I've contacted the Deputy Attorney General, Joan Burke. She informed me that since the investigation is still ongoing, we should not disclose the subpoena to the [M]eglino[]s. If they want a copy of the subpoena, once the investigation has concluded, they should contact the department of Insurance Fraud directly. We should not disclose the fact that a subpoena was received by this investigative department.

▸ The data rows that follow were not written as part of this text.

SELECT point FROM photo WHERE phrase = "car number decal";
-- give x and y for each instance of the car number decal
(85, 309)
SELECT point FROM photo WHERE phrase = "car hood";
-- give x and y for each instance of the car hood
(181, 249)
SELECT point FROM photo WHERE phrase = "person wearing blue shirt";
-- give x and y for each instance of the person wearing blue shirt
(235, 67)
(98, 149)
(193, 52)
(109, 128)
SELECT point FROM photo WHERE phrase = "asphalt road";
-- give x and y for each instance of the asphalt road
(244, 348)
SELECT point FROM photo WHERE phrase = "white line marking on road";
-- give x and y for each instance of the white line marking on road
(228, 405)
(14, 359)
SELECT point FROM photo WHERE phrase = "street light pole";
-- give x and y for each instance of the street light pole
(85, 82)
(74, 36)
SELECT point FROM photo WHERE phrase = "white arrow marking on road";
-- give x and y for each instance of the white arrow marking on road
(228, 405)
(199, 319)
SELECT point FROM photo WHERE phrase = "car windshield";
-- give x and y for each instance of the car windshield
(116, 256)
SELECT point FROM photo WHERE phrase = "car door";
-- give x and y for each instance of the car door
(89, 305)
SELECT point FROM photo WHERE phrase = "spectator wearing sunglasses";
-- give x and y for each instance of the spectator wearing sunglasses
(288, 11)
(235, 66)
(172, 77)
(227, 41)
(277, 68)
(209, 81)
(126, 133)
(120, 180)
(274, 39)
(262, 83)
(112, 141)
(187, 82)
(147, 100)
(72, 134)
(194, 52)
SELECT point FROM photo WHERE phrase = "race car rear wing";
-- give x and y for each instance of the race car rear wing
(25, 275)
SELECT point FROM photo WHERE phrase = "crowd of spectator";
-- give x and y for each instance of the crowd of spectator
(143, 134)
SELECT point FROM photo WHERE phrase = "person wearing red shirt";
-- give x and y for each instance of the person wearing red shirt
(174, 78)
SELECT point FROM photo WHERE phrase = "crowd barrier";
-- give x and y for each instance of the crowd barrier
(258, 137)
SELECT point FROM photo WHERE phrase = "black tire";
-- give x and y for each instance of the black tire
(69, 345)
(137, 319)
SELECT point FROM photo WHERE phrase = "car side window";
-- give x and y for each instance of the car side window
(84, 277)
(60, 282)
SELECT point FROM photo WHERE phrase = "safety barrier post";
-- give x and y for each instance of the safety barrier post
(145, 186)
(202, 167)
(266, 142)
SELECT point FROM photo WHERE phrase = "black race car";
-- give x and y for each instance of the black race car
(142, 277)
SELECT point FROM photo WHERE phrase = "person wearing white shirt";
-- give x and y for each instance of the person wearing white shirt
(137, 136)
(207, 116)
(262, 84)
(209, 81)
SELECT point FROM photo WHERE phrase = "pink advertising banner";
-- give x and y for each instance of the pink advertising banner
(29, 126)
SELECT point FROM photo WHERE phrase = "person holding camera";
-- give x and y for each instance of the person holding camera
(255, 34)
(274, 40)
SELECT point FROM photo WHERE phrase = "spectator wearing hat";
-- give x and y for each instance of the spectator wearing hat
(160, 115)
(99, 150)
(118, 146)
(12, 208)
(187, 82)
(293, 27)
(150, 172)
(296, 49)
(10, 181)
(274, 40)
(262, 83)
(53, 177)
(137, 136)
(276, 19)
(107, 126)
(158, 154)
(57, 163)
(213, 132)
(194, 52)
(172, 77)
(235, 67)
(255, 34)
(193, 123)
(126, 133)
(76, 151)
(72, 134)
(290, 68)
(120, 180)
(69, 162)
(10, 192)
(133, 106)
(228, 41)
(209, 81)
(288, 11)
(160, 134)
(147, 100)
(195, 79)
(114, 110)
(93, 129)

When the [M]eglino[]s call regarding the subpoena, I believe a simple response should simply be, Wachovia Bank believes it has fulfilled its obligations under the subpoena.

 

On August 13, 2009, plaintiffs served another subpoena requiring the bank to produce "any Grand Jury Subpoenas issued to you by the State of New Jersey pertaining to Susan Meglino, Twelve Point . . . and/or SGM . . . for the period January 2005-June 2009." Despite the deputy attorney general's reported direction, on September 2, 2009 the bank released the March 10, 2008 OIFP subpoena. The bank's accompanying letter explained that it had "not received any Grand Jury subpoenas from the State of New Jersey pertaining to Susan Meglino, Twelve Point . . . and/or SGM."

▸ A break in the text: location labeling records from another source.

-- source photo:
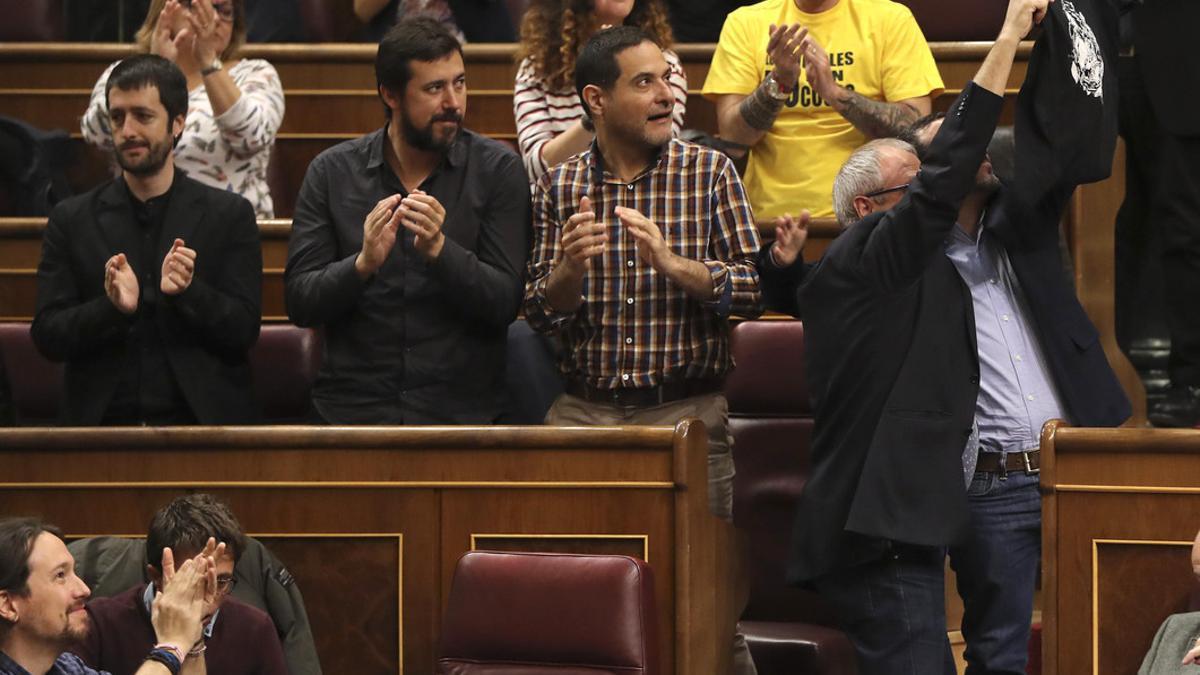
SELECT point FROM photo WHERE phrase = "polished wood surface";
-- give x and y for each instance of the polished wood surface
(1120, 512)
(372, 520)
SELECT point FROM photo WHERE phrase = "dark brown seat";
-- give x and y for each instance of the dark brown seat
(789, 629)
(285, 362)
(36, 381)
(552, 614)
(328, 22)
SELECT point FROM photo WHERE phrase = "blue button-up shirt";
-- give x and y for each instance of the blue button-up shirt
(66, 664)
(1017, 394)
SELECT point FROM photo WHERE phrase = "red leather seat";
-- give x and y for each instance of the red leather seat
(36, 382)
(550, 614)
(789, 629)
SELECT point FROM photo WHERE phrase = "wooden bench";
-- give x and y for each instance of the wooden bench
(1120, 512)
(371, 520)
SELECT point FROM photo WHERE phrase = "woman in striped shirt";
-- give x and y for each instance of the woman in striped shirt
(551, 125)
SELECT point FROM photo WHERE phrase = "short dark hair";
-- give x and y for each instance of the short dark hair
(187, 523)
(597, 63)
(912, 132)
(17, 537)
(420, 37)
(151, 70)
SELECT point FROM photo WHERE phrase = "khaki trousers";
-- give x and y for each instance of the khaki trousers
(714, 412)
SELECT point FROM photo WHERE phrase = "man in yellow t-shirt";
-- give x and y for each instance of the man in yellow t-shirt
(868, 73)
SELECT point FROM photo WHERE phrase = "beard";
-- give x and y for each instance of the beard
(424, 138)
(154, 160)
(640, 132)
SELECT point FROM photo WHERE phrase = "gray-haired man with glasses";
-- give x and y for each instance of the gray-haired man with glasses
(940, 335)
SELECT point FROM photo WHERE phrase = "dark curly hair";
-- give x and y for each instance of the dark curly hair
(553, 31)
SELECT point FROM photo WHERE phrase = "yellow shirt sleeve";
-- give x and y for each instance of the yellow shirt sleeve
(735, 69)
(909, 67)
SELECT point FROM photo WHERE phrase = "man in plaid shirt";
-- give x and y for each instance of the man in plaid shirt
(643, 246)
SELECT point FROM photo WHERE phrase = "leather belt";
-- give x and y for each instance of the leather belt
(1025, 460)
(645, 396)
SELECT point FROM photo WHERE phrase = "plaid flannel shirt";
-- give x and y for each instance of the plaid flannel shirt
(636, 328)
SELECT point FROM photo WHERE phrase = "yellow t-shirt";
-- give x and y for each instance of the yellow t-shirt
(874, 47)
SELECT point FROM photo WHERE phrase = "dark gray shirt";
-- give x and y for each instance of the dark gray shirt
(418, 342)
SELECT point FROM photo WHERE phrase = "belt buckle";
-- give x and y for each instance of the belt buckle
(1029, 467)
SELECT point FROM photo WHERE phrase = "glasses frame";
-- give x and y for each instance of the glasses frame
(886, 190)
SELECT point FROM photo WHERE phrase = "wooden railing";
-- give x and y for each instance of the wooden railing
(1120, 511)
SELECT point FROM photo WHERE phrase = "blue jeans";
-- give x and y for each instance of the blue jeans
(893, 609)
(996, 568)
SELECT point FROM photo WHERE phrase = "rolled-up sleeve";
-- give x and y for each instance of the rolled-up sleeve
(735, 244)
(546, 251)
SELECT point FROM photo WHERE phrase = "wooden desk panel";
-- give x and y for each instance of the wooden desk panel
(1120, 512)
(372, 520)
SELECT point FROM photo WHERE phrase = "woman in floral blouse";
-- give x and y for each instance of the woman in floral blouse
(234, 107)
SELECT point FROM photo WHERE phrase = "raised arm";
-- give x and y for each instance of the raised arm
(745, 118)
(898, 249)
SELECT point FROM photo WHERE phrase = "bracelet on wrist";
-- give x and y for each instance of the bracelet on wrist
(173, 649)
(167, 658)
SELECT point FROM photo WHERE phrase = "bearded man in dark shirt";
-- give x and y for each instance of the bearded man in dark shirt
(408, 248)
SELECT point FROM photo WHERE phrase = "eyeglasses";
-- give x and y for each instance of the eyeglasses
(886, 190)
(226, 584)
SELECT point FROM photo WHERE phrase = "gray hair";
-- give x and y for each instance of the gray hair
(861, 174)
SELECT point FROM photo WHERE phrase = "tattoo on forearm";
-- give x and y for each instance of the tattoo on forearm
(876, 119)
(760, 109)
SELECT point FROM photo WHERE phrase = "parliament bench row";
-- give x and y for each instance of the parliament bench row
(789, 629)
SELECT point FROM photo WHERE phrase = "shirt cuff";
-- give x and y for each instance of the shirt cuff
(541, 303)
(723, 291)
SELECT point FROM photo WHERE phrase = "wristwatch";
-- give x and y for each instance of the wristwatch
(774, 90)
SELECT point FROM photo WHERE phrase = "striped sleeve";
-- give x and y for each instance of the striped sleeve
(678, 81)
(94, 124)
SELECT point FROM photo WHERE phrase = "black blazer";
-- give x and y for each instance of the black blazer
(1163, 34)
(893, 364)
(208, 329)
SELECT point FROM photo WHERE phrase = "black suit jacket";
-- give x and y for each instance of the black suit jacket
(1163, 31)
(892, 357)
(208, 329)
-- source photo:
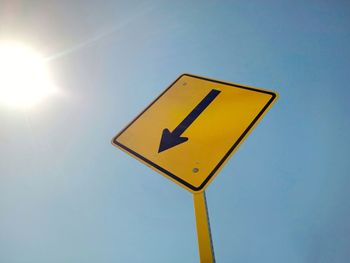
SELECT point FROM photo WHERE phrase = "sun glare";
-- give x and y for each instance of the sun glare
(24, 76)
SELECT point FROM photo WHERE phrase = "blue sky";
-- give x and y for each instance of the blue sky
(67, 195)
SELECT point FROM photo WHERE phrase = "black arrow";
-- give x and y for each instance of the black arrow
(170, 139)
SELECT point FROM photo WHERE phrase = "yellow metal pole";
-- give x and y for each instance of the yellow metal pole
(205, 245)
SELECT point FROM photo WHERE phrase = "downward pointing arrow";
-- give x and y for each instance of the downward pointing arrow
(170, 139)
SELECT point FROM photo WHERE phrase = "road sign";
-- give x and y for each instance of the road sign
(193, 127)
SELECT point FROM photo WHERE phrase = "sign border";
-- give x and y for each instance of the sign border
(234, 147)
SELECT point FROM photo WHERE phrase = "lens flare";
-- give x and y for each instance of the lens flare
(24, 76)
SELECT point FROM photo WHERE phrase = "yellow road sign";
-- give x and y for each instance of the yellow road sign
(193, 127)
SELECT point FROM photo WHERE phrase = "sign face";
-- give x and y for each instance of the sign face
(193, 127)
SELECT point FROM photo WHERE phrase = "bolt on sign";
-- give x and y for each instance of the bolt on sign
(191, 129)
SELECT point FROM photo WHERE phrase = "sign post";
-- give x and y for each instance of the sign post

Plaintiffs' counsel's April 27, 2010 letter to the bank sought an "informal explanation as to the legal basis" for the public release of the banking records because the subpoenas provided all post-dated the 2006 incident. According to Christopher Stein, the bank's senior counsel, "[i]n response to [the] inquiry, [the bank] advised [plaintiffs' counsel] that the documents he identified as having been publicly disclosed were produced pursuant to a valid subpoena and that [the bank was] not at liberty to disclose that subpoena."

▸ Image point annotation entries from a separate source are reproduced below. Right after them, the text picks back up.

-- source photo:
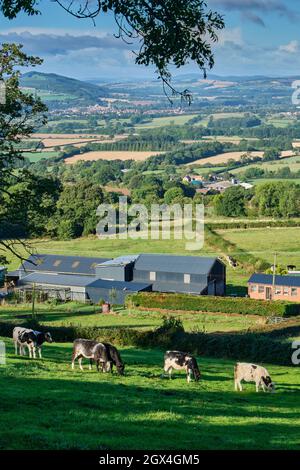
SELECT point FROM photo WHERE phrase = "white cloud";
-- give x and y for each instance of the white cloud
(233, 36)
(291, 48)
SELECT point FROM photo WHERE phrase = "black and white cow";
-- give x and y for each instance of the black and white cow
(32, 339)
(103, 354)
(252, 373)
(181, 361)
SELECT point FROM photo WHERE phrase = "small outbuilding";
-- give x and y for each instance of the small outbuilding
(267, 287)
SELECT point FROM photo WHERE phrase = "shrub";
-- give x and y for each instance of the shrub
(242, 305)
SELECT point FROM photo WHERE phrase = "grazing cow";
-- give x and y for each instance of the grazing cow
(114, 358)
(30, 338)
(252, 373)
(181, 361)
(103, 354)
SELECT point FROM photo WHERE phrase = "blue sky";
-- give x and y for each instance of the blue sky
(261, 37)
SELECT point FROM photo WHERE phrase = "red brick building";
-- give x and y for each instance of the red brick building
(260, 286)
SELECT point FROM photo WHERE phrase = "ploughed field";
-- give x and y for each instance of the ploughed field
(46, 405)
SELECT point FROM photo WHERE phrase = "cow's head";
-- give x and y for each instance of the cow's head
(268, 383)
(120, 368)
(48, 337)
(28, 337)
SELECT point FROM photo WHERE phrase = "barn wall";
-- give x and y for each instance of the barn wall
(97, 293)
(172, 282)
(116, 273)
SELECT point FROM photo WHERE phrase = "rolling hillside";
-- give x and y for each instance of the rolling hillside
(51, 85)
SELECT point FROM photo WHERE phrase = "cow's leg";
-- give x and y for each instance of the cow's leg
(189, 375)
(238, 385)
(262, 385)
(74, 357)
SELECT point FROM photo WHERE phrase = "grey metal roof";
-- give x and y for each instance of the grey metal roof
(291, 281)
(175, 264)
(120, 261)
(62, 264)
(14, 273)
(118, 285)
(56, 280)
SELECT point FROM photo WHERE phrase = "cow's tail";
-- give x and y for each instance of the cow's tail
(195, 369)
(235, 371)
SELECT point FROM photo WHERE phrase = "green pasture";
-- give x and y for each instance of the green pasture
(64, 409)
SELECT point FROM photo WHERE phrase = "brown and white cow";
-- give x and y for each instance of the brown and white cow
(179, 360)
(104, 354)
(32, 339)
(252, 373)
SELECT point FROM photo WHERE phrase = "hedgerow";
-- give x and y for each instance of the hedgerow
(241, 305)
(254, 346)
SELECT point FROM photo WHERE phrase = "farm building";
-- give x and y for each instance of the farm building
(2, 275)
(60, 264)
(187, 274)
(260, 286)
(79, 288)
(91, 279)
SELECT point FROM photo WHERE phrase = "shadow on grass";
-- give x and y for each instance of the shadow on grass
(73, 412)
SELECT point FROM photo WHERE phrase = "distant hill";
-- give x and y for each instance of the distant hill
(51, 83)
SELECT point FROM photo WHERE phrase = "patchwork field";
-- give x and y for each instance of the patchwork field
(292, 162)
(264, 242)
(166, 121)
(65, 409)
(111, 155)
(225, 157)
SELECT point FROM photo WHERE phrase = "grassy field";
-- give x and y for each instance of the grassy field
(111, 155)
(273, 180)
(292, 162)
(72, 314)
(263, 242)
(65, 409)
(178, 120)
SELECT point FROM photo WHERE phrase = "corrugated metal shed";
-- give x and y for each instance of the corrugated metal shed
(290, 281)
(62, 264)
(120, 261)
(102, 289)
(175, 264)
(63, 280)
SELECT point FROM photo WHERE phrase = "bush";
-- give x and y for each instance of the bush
(187, 302)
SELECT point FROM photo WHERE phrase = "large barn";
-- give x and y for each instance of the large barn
(187, 274)
(94, 279)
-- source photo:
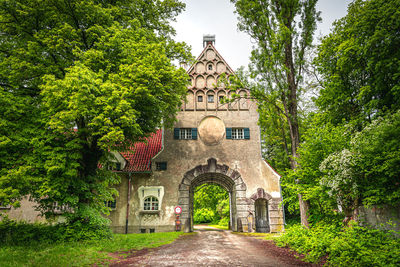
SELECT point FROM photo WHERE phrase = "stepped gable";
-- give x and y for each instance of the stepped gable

In mid-July 2010, the bank requested the State provide copies of the additional subpoenas that plaintiffs sought. The State faxed the March 10, 2008 and February 24, 2006 OIFP subpoenas and an OIFP cover letter dated December 7, 2005, referring to a subpoena not included in the facsimile; on July 19, 2010, the bank sent those three items to plaintiffs' counsel. The bank explained at deposition that it could not locate the 2005 subpoena in its storage facility.

I.

As a result of this convoluted history, plaintiffs filed a complaint against Wachovia Bank and its successor, Wells Fargo, among others, for 1) tortious interference, 2) common law fraud, 3) fraudulent concealment by a fiduciary, 4) breach of contract, 5) conspiracy to violate plaintiffs' privacy, 6) conspiracy, 7) tortious abuse of process, 8) a violation of the New Jersey Civil Rights Act (CRA), N.J.S.A. 10:6-2(c), 9) tort, and 10) contempt of court. Defendants moved to dismiss plaintiffs' complaint. After hearing arguments on October 21, 2011, Judge James S. Rothschild dismissed all counts, with prejudice, save the claim for fraudulent concealment, count three.

On November 1, 2011, Wells Fargo filed its answer. Later that month, plaintiffs dismissed their claims by consent order against Wells Fargo & Company because it was not directly involved and bank employees Michelle Mastrano, Jeanette Quinones-Perry, and Kathryn Kulpa for lack of personal jurisdiction. In July 2012, plaintiffs moved for partial summary judgment; in response, defendants cross-moved for summary judgment seeking dismissal of count three. Judge Thomas R. Vena, after hearing arguments on August 24, 2012, granted Wells Fargo's motion and denied plaintiffs' motion.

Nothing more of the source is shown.